In [17]: len(result['AutoMergingRetriever']['documents'])
Out[17]: 7

In [18]: len(result['BM25Retriever']['documents'])
Out[18]: 10

As we can see, the AutoMergingRetriever retrieved 7 documents, while the BM25Retriever retrieved 10 documents. This is because the AutoMergingRetriever returned parent documents instead of individual leaf documents.

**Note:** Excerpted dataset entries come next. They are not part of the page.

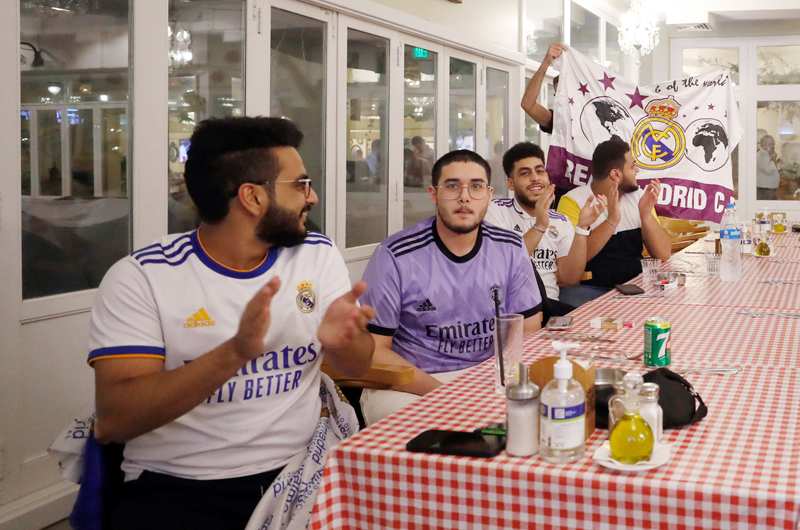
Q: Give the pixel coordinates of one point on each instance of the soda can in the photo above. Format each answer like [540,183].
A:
[657,336]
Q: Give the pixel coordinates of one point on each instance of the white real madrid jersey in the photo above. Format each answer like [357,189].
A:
[555,243]
[172,301]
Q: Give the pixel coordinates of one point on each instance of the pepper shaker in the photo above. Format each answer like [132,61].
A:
[522,416]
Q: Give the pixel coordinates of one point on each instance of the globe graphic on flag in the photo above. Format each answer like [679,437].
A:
[603,119]
[707,144]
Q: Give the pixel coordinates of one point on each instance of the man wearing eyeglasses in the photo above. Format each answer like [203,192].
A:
[434,286]
[557,250]
[207,345]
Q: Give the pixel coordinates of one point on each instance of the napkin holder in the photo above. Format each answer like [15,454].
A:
[541,373]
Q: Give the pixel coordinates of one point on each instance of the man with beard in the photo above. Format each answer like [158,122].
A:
[434,286]
[556,249]
[614,247]
[210,391]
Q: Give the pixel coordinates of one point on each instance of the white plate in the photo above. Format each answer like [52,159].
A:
[661,455]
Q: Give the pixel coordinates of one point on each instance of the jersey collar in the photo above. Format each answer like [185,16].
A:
[219,268]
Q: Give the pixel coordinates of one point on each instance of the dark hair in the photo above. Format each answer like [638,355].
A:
[226,153]
[519,152]
[607,156]
[461,155]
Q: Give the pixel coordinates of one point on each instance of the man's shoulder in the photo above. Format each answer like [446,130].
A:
[501,236]
[408,240]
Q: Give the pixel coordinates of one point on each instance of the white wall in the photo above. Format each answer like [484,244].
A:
[496,22]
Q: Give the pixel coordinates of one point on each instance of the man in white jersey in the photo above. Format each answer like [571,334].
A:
[557,250]
[207,345]
[434,286]
[614,248]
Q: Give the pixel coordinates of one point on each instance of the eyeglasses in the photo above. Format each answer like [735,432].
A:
[305,183]
[453,190]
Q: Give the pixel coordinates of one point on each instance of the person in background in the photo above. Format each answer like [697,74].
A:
[207,345]
[767,176]
[614,247]
[557,250]
[433,286]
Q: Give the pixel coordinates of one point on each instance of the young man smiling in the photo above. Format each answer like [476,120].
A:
[432,286]
[556,249]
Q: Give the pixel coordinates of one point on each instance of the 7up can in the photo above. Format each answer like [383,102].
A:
[657,334]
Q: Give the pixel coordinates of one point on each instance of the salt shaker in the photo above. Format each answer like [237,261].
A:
[522,416]
[651,411]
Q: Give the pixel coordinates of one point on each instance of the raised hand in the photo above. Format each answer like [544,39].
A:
[249,339]
[345,320]
[650,197]
[593,209]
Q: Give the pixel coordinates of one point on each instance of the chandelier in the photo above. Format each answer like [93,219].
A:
[639,31]
[180,45]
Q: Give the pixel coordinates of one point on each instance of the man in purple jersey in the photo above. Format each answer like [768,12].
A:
[432,286]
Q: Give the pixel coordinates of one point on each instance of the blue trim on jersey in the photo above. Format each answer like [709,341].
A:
[316,238]
[230,273]
[556,215]
[126,350]
[163,249]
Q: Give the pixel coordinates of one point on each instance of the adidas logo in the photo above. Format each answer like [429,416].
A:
[426,306]
[199,320]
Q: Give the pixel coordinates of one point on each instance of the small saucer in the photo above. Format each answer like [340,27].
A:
[661,455]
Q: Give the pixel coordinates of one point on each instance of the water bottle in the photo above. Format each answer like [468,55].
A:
[730,234]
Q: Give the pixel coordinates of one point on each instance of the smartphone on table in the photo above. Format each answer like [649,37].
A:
[457,443]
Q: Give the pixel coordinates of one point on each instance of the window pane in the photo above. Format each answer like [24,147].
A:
[367,134]
[419,149]
[81,152]
[532,132]
[74,68]
[463,83]
[543,26]
[206,76]
[697,61]
[778,157]
[497,126]
[615,59]
[585,31]
[297,92]
[779,65]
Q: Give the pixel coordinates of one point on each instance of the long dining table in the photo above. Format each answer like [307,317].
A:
[737,468]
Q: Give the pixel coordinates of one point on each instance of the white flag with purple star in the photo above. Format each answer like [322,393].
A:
[681,131]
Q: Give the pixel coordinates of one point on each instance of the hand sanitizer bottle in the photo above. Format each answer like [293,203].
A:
[562,422]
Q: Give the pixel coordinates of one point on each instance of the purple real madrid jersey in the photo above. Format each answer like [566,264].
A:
[439,307]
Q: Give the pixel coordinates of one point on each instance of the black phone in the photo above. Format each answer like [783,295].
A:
[457,443]
[629,289]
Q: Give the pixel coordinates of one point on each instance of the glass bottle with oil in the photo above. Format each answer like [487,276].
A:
[632,439]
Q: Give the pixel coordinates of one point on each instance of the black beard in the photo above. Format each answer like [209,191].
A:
[281,227]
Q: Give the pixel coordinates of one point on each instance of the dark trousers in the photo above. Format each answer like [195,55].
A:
[155,501]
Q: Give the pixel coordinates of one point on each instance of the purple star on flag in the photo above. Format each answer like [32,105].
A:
[608,82]
[636,99]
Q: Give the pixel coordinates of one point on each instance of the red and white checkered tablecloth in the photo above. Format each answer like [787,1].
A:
[738,468]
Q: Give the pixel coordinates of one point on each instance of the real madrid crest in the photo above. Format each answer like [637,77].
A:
[306,299]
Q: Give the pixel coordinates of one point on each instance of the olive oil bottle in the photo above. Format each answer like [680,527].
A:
[632,438]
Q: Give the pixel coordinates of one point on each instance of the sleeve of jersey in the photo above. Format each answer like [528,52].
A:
[125,321]
[493,216]
[336,278]
[383,292]
[524,296]
[570,208]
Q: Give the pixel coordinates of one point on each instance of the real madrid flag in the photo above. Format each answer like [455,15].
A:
[681,132]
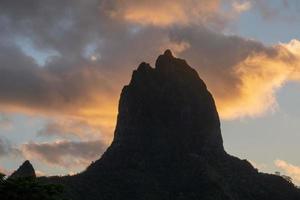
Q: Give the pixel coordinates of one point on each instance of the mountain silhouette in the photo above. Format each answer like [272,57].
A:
[168,145]
[26,170]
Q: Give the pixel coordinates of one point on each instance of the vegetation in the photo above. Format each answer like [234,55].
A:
[28,189]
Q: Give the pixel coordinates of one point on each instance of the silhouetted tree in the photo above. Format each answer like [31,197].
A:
[28,189]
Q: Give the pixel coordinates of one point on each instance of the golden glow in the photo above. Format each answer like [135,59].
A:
[261,76]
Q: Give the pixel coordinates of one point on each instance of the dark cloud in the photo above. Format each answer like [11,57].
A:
[97,43]
[68,154]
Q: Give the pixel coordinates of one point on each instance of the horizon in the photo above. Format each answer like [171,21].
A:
[63,65]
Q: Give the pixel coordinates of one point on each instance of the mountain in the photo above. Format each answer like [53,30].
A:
[168,145]
[24,171]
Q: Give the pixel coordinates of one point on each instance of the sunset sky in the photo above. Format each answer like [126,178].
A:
[64,63]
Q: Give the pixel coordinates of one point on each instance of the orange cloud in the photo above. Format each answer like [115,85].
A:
[165,13]
[261,76]
[289,169]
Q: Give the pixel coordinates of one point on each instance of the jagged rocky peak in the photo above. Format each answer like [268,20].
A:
[168,108]
[25,170]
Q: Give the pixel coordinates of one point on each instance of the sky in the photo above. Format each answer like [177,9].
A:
[64,63]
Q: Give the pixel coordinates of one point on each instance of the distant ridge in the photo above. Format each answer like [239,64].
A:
[24,171]
[168,146]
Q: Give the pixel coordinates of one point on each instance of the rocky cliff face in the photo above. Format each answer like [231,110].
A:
[168,145]
[168,109]
[24,171]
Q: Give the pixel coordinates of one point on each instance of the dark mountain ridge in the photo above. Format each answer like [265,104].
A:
[168,145]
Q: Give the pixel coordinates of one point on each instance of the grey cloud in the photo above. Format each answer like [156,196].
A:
[70,80]
[65,153]
[6,149]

Let’s compare the titles of the documents retrieved by the BM25Retriever and the AutoMergingRetriever.

doc_titles = sorted([d.meta['title'] for d in result['BM25Retriever']['documents']])
In [14]: doc_titles
Out[14]:
['Bad e-mail habits sustains spam',
 'Bad e-mail habits sustains spam',
 'Cyber crime booms in 2004',
 'Cyber criminals step up the pace',
 'Cyber criminals step up the pace',
 'Junk e-mails on relentless rise',
 'More women turn to net security',
 'Security scares spark browser fix',
 'Spam e-mails tempt net shoppers',
 'Spam e-mails tempt net shoppers']

In [15]: doc_titles = sorted([d.meta['title'] for d in result['AutoMergingRetriever']['documents']])
In [16]: doc_titles
Out[16]:
['Bad e-mail habits sustains spam',
 'Cyber crime booms in 2004',
 'Cyber criminals step up the pace',
 'Junk e-mails on relentless rise',
 'More women turn to net security',
 'Security scares spark browser fix',
 'Spam e-mails tempt net shoppers']

Instead of returning individual leaf documents, the AutoMergingRetriever returned parent document for the articles:

“Bad e-mail habits sustains spam”,
“Cyber criminals step up the pace”,
“Spam e-mails tempt net shoppers”;

since at least 60% of the leaf documents of each of those documents matched the query.

Conclusion

In this tutorial we saw how the AutoMergingRetriever works. One important aspect of the AutoMergingRetriever implementation in Haystack is that it requires the documents to be split using the HierarchicalDocumentSplitter. Another aspect to notice as we saw, is that the AutoMergingRetriever should be used in conjunction with other base Retrievers allowing for a more flexible retrieval system.